• 04-24-2013
    Cornelius Prins
    Hoe long does shimano XT parts last?
    I would like to know how long Shimano XT cassettes and front blades typically last? I just had my bike in for a service at my LBS its only done 2700Km The shop told me my chain and front blades and casket needs to be replaced I have never had chain slip and can not see any visible wear and tear Does this sound normal? They also changed my 6902 bearing in the headset and I never felt anything wrong with it
  • 04-24-2013
    eb1888
    2700km is about right.
    It is generally usual to replace the chain before having to do the cassette and chainrings. KMC and Shimano chain last the longest. Look closely(magnifying glass) at the teeth of the gears you use most. Compare them to the least used gears.
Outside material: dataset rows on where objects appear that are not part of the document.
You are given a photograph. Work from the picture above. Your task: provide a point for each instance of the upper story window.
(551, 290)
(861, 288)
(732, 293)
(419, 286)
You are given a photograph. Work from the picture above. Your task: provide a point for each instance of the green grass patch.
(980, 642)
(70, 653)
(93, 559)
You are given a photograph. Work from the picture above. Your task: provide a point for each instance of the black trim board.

Measure the chain stretch in 12". If it is much more than an 1/16" you may have left it too long and everything needs to be new.
    If you do your own maintenance in the future you can take more preventative steps.
    http://sheldonbrown.com/brandt/chain-care.html
  • 04-24-2013
    LyNx
    In general I'd say no, 2700km isn't too long, except for the chain and well sadly that's the big thing if left unchecked. Depending on on your conditions and if you ride in alot of mud and muck, water etc, your drivetrain parts may wear quicker than someone who lives in a dry area and doesn't ride if it's wet.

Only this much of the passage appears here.